The World Monuments Watch is a flagship advocacy program of the New York–based private non-profit organization World Monuments Fund (WMF) that calls international attention to cultural heritage around the world that is threatened by neglect, vandalism, conflict, or disaster.

==Selection process==
Every two years, it publishes a select list known as the Watch List of Endangered Sites that are in urgent need of preservation funding and protection. The sites are nominated by governments, conservation professionals, site caretakers, non-government organizations (NGOs), concerned individuals, and others working in the field. An independent panel of international experts then select 100 candidates from these entries to be part of the Watch List, based on the significance of the sites, the urgency of the threat, and the viability of both advocacy and conservation solutions. For the succeeding two-year period until a new Watch List is published, these 100 sites can avail grants and funds from the WMF, as well as from other foundations, private donors, and corporations by capitalizing on the publicity and attention gained from the inclusion on the Watch List.

==2020 Watch List==
The 2020 Watch List call for nomination was announced in January 2019 with the deadline in March 2019. More than 250 nominees were submitted.

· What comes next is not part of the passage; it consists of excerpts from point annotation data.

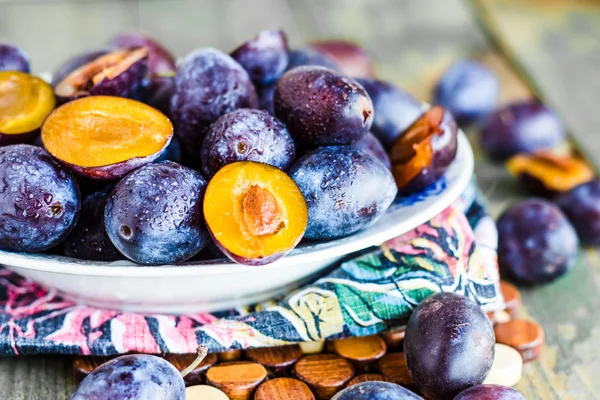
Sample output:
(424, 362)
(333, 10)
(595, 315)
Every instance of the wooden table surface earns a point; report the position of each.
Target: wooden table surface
(412, 41)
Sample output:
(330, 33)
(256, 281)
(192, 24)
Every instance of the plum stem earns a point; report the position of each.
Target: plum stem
(202, 351)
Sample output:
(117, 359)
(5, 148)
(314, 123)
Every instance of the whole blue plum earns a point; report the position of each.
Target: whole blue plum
(469, 90)
(13, 59)
(88, 240)
(523, 127)
(489, 392)
(154, 214)
(395, 109)
(309, 56)
(536, 242)
(132, 377)
(582, 206)
(345, 189)
(246, 135)
(208, 84)
(39, 199)
(375, 390)
(448, 345)
(265, 57)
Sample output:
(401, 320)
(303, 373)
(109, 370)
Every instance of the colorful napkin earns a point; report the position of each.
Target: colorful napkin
(372, 292)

Twenty five sites were selected to be included in the list.

| Site^{[A]} | Image | Location^{[B]} |
|---|---|---|
| Koutammakou, Land of the Batammariba |  | Benin and Togo |
| Ontario Place |  | Ontario, Canada |
| Easter Island (Rapa Nui)—Orongo |  | Easter Island, Chile |
| Alexan Palace |  | Asyut, Egypt |
| Notre-Dame of Paris |  | Paris, France |
| Bennerley Viaduct |  | Derbyshire and Nottinghamshire, England |
| Tusheti National Park |  | Georgia |
| Gingerbread Neighborhood |  | Port-au-Prince, Haiti |
| Historic Water Systems of the Deccan Plateau |  | Karnataka and Maharashtra, India |
| Sardar Vallabhbhai Patel Stadium |  | Ahmedabad, India |
| Mam Rashan Shrine |  | Mount Sinjar, Iraq |
| Inari-yu bathhouse |  | Kita, Tokyo, Japan |
| Iwamatsu District |  | Uwajima, Ehime Prefecture, Japan |
| Canal Nacional |  | Mexico City, Mexico |
| Traditional Burmese Teak Farmhouses |  | Myanmar |
| Choijin Lama Temple |  | Ulaanbaatar, Mongolia |
| Chivas and Chaityas of the Kathmandu Valley |  | Kathmandu Valley, Nepal |
| Anarkali Bazaar |  | Lahore, Pakistan |
| Sacred Valley of the Incas |  | Cusco Region, Peru |
| Kindler Chapel, Pabianice Evangelical Cemetery |  | Łódź Voivodeship, Poland |
| Courtyard Houses of Axerquía |  | Córdoba, Spain |
| Bears Ears National Monument |  | Utah, United States |
| Central Aguirre Historic District |  | Aguirre, Puerto Rico, United States |
| San Antonio Woolworth Building |  | San Antonio, Texas, United States |
| Traditional Houses in the Old Jewish Mahalla of Bukhara |  | Bukhara, Uzbekistan |

==Notes==

A. Names and spellings used for the sites were based on the official 2020 Watch List as published.

B. The references to the sites' locations and periods of construction were based on the official 2020 Watch List as published.